# weird



## suez (Jul 8, 2007)

well here is a shock i mated my male and female sunglows and have just seen the babies hatch and they both look normal . gorgeous little girls i know the female is def 100% tremper sunglow but i am not sure about the male i bought him from a pet shop because i fell in love with him.


----------



## Ssthisto (Aug 31, 2006)

Congratulations, you have one of two situations:

1. Your female retained sperm from a breeding to a non-albino male - has she ever been bred to anything else?
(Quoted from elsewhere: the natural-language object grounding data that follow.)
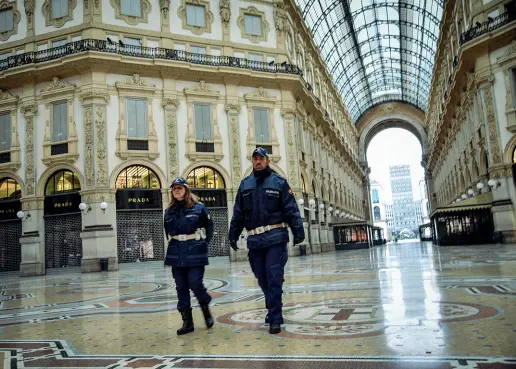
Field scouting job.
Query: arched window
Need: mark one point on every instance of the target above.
(137, 176)
(377, 215)
(375, 196)
(62, 181)
(205, 177)
(9, 189)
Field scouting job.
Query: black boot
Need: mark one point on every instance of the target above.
(187, 327)
(274, 328)
(207, 315)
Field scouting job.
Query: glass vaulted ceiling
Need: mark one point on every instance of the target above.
(376, 50)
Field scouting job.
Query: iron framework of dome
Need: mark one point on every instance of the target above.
(376, 51)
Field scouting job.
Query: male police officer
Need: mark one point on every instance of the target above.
(265, 205)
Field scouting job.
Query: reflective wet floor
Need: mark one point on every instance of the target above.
(404, 305)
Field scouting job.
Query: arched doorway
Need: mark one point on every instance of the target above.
(139, 215)
(63, 222)
(10, 225)
(208, 184)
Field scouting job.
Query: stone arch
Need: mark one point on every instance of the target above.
(40, 186)
(129, 163)
(204, 163)
(508, 153)
(16, 177)
(274, 167)
(397, 120)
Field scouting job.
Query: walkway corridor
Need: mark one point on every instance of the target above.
(405, 305)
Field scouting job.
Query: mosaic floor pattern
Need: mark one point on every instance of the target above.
(405, 305)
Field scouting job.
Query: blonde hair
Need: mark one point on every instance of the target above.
(190, 198)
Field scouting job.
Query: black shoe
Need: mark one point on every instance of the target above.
(275, 328)
(188, 326)
(207, 315)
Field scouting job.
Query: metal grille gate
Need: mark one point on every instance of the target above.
(10, 248)
(219, 245)
(140, 236)
(63, 243)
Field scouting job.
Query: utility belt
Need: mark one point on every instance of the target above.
(264, 229)
(200, 234)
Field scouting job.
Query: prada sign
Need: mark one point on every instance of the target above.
(9, 208)
(137, 199)
(212, 198)
(62, 203)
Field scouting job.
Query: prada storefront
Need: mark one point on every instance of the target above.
(209, 186)
(139, 215)
(10, 225)
(63, 221)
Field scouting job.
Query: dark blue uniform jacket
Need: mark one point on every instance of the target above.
(264, 198)
(181, 220)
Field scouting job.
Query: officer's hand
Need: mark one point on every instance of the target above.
(233, 245)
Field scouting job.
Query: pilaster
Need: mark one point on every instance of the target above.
(33, 239)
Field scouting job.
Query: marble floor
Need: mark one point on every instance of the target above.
(404, 305)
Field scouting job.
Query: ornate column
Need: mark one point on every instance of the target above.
(33, 239)
(99, 226)
(233, 110)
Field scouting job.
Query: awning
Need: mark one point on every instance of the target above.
(484, 201)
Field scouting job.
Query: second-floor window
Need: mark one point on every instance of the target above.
(202, 116)
(136, 118)
(261, 125)
(132, 8)
(195, 15)
(6, 20)
(253, 25)
(59, 9)
(5, 132)
(60, 121)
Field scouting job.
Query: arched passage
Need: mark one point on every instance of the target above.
(209, 184)
(10, 225)
(139, 215)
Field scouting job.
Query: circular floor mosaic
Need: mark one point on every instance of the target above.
(346, 318)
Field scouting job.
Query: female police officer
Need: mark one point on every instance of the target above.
(187, 251)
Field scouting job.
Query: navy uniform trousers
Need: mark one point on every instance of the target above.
(268, 266)
(190, 278)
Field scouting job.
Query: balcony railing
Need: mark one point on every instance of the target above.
(81, 46)
(487, 26)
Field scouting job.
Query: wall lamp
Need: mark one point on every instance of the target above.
(84, 208)
(494, 184)
(23, 216)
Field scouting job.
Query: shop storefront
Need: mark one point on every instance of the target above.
(208, 184)
(139, 215)
(63, 222)
(10, 225)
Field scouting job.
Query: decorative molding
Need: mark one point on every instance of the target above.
(234, 139)
(202, 93)
(208, 16)
(260, 98)
(171, 106)
(57, 22)
(89, 161)
(8, 104)
(164, 5)
(5, 5)
(101, 146)
(145, 9)
(225, 11)
(241, 24)
(492, 126)
(135, 87)
(94, 94)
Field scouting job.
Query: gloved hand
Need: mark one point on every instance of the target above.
(233, 245)
(298, 240)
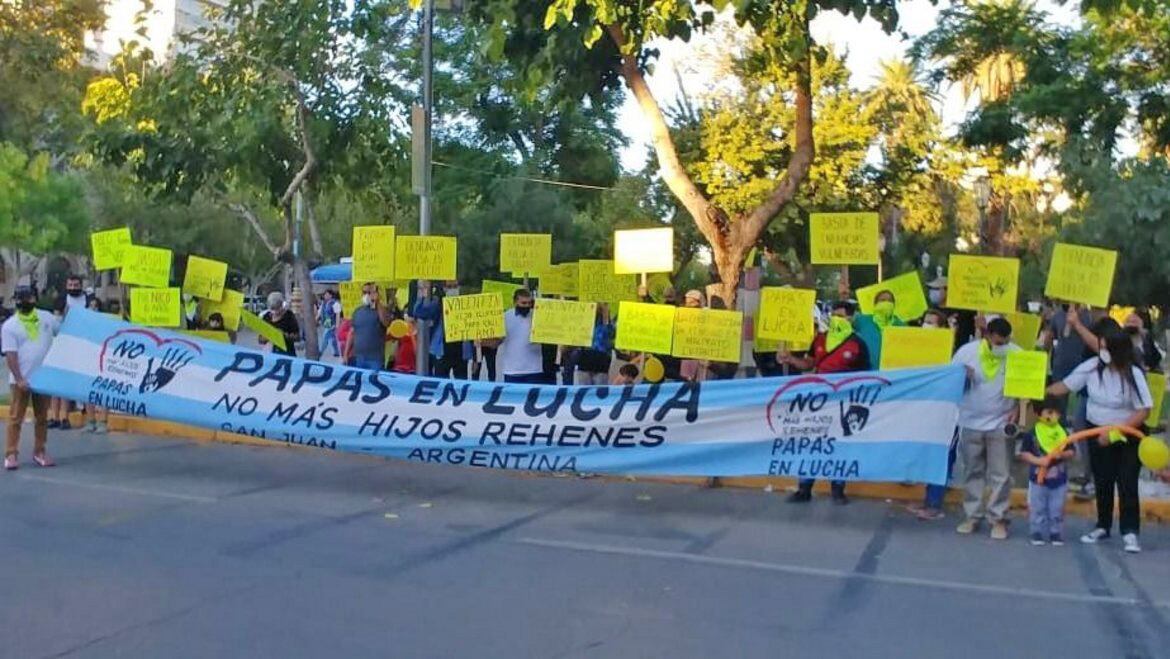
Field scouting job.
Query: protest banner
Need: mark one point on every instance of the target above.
(1026, 375)
(597, 282)
(109, 247)
(844, 239)
(908, 348)
(228, 306)
(983, 283)
(644, 251)
(525, 253)
(786, 314)
(1081, 274)
(373, 253)
(426, 258)
(263, 328)
(472, 317)
(909, 301)
(205, 277)
(645, 328)
(707, 334)
(146, 266)
(850, 426)
(563, 322)
(156, 307)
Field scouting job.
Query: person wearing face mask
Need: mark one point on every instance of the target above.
(983, 413)
(837, 350)
(26, 338)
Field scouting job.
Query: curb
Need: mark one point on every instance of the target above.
(1153, 509)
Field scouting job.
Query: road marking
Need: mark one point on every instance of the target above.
(122, 489)
(831, 574)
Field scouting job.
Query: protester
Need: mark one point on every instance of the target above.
(1117, 396)
(837, 350)
(329, 311)
(1046, 500)
(983, 414)
(365, 345)
(26, 337)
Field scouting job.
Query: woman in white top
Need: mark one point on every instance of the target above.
(1117, 395)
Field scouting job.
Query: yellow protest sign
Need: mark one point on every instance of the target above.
(644, 251)
(1025, 375)
(425, 256)
(563, 322)
(842, 239)
(146, 266)
(525, 252)
(908, 348)
(1157, 383)
(205, 277)
(909, 302)
(786, 314)
(1081, 274)
(983, 283)
(155, 307)
(373, 253)
(645, 328)
(707, 334)
(469, 317)
(262, 327)
(109, 247)
(228, 306)
(597, 282)
(1025, 328)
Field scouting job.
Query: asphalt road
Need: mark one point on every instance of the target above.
(143, 547)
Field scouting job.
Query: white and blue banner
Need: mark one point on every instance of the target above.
(875, 426)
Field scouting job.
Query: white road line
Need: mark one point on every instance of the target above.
(122, 489)
(831, 574)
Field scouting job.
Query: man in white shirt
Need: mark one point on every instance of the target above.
(26, 338)
(982, 416)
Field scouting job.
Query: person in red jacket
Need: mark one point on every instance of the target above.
(837, 350)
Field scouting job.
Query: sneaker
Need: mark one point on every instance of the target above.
(1131, 546)
(1095, 536)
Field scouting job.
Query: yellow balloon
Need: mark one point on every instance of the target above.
(399, 328)
(653, 370)
(1154, 453)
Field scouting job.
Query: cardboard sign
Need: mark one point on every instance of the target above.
(644, 251)
(597, 282)
(1025, 375)
(909, 301)
(1081, 274)
(425, 256)
(373, 253)
(907, 348)
(110, 247)
(983, 283)
(645, 328)
(562, 322)
(263, 328)
(525, 252)
(842, 239)
(707, 334)
(146, 266)
(228, 306)
(156, 307)
(470, 317)
(205, 277)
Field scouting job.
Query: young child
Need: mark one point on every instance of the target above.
(1046, 500)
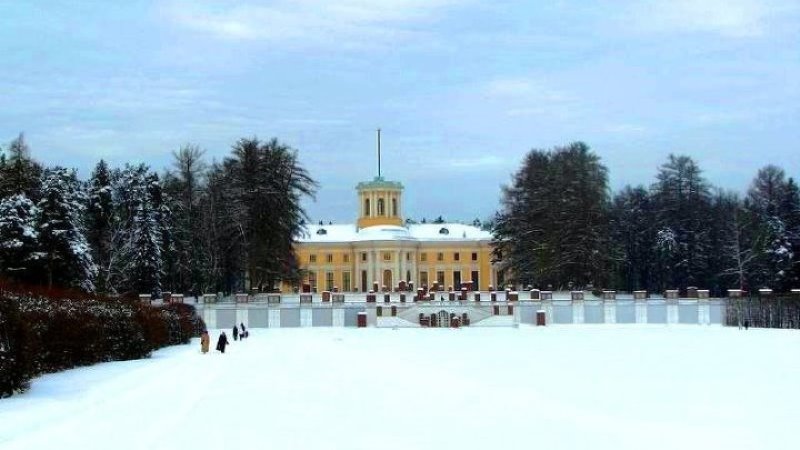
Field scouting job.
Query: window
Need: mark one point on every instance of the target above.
(312, 280)
(329, 281)
(346, 281)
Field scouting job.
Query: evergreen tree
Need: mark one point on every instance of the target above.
(766, 198)
(633, 237)
(18, 237)
(553, 228)
(682, 200)
(19, 173)
(100, 221)
(184, 186)
(65, 253)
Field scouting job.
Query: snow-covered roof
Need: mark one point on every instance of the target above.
(447, 232)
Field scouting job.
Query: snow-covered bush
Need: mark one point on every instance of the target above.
(41, 335)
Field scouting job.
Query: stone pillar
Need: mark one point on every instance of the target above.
(609, 307)
(578, 311)
(210, 317)
(337, 317)
(640, 307)
(274, 317)
(703, 311)
(242, 316)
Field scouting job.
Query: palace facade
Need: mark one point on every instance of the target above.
(381, 250)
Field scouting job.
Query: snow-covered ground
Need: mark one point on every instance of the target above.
(577, 387)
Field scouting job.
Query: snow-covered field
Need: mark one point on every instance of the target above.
(577, 387)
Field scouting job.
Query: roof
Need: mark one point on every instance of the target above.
(426, 232)
(379, 183)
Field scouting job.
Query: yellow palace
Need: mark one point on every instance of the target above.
(380, 250)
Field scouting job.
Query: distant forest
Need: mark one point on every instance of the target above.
(229, 225)
(560, 227)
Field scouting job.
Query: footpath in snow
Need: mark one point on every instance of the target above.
(577, 387)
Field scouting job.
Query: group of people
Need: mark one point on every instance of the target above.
(222, 342)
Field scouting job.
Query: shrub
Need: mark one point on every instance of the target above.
(41, 335)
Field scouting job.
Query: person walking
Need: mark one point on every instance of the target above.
(205, 341)
(222, 342)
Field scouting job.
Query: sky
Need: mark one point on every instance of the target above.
(462, 90)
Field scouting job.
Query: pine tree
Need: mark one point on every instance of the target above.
(100, 222)
(18, 237)
(633, 235)
(682, 201)
(553, 228)
(65, 253)
(20, 174)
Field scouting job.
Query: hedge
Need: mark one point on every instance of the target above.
(43, 335)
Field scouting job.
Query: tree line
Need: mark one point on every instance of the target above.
(560, 227)
(196, 227)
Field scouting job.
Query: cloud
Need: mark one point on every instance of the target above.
(310, 22)
(728, 18)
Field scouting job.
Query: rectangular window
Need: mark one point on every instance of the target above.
(346, 282)
(312, 280)
(329, 281)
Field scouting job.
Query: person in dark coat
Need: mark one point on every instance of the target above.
(222, 342)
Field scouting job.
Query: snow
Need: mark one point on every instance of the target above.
(599, 387)
(414, 232)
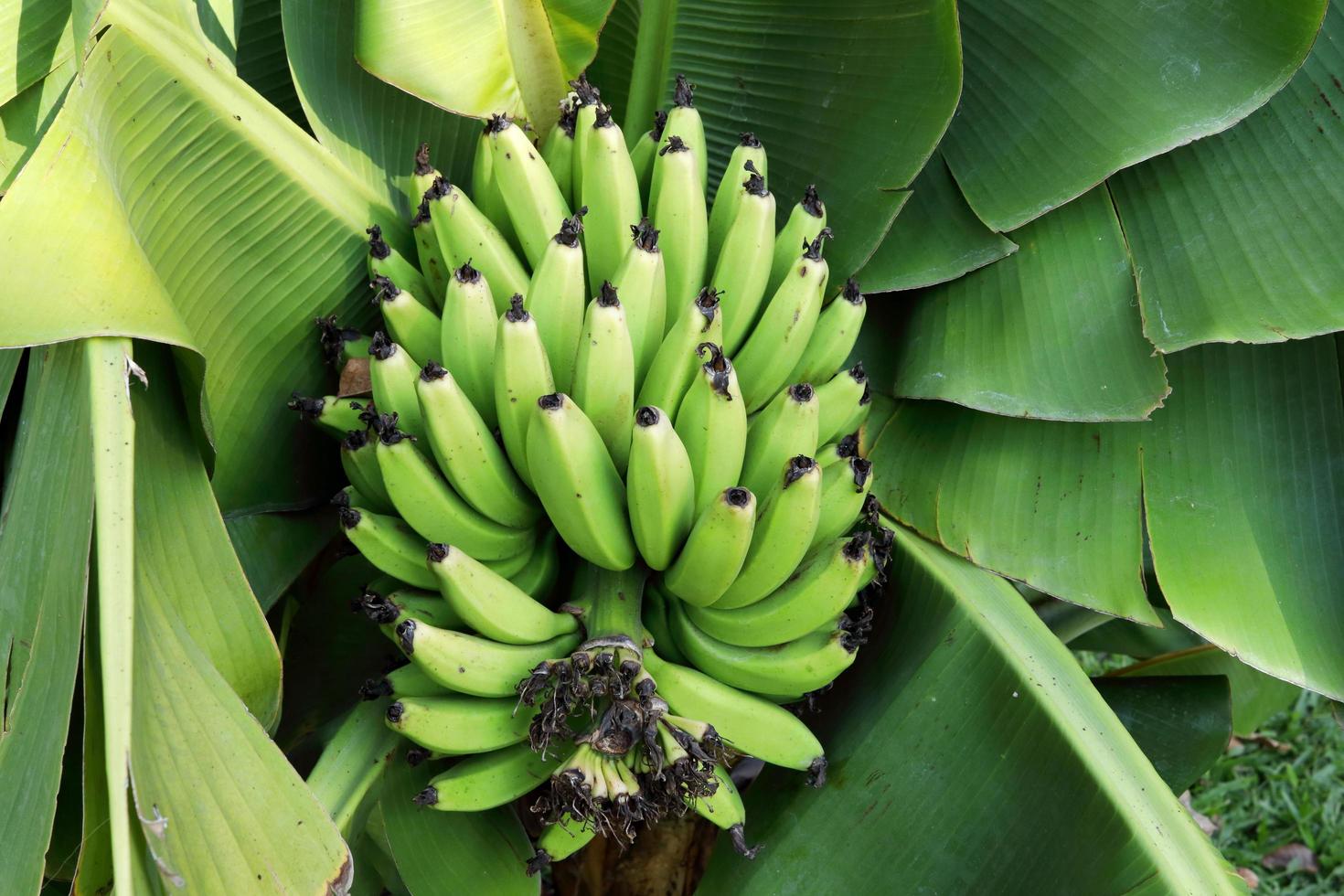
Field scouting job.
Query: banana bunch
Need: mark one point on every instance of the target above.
(608, 466)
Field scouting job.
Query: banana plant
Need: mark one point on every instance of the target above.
(1094, 246)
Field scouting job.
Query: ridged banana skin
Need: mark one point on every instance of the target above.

2. You have two different strains of albino. Looking at what I presume is a photo of your male, I wouldn't be surprised if he turned out to be a Bell.


----------



## suez (Jul 8, 2007)

you can see parents in pics on reptiles post and tell me what you think its a baffler but i would appreciate some feedback please


----------



## suez (Jul 8, 2007)

Ssthisto said:


> Congratulations, you have one of two situations:
> 
> 1. Your female retained sperm from a breeding to a non-albino male - has she ever been bred to anything else?
> 
> 2. You have two different strains of albino. Looking at what I presume is a photo of your male, I wouldn't be surprised if he turned out to be a Bell.


 thanks for your reply no she has never been bred to anything else she has never been near another male apart from sunny my sunglow. wonder if he is a bell then what would my hatchlings be classed as


----------



## Ssthisto (Aug 31, 2006)

Normal het Tremper Albino and (possibly Bell) another strain of Albino.


----------



## suez (Jul 8, 2007)

Ssthisto said:


> Normal het Tremper Albino and (possibly Bell) another strain of Albino.


complicated this genetics Ssthisto thanks for your help


----------



## melanie (Jan 18, 2007)

suez said:


> thanks for your reply no she has never been bred to anything else she has never been near another male apart from sunny my sunglow. wonder if he is a bell then what would my hatchlings be classed as


 
yes i can also confirm this, but the female has never been bred before and is one of my 07 offspring.
parents of her are both tremper sunglows


----------



## suez (Jul 8, 2007)

melanie said:


> yes i can also confirm this, but the female has never been bred before and is one of my 07 offspring.
> parents of her are both tremper sunglows


hello Melanie babies are doing very well one of them has shed already and feeding .my friend is coming in the next couple of days to take some good pics so i can post and you can see how they are doing.Amber is fine she has lost none of her condition and looks like she is gravid again although i have moved sunny out so she doesnt get pestered .such a freindly girl she loves being spoiled lol


----------



## suez (Jul 8, 2007)

Ssthisto said:


> Normal het Tremper Albino and (possibly Bell) another strain of Albino.


another question then please to get visual albino from these 2 normal hets what would i breed them to and would it be the eye colour that would tell me the strain of albino thanks in advance and just to clear this in my own head are the hatchlings 100% het albino or would they be 66%


----------



## Ssthisto (Aug 31, 2006)

They are 100% het for TWO kinds of albino.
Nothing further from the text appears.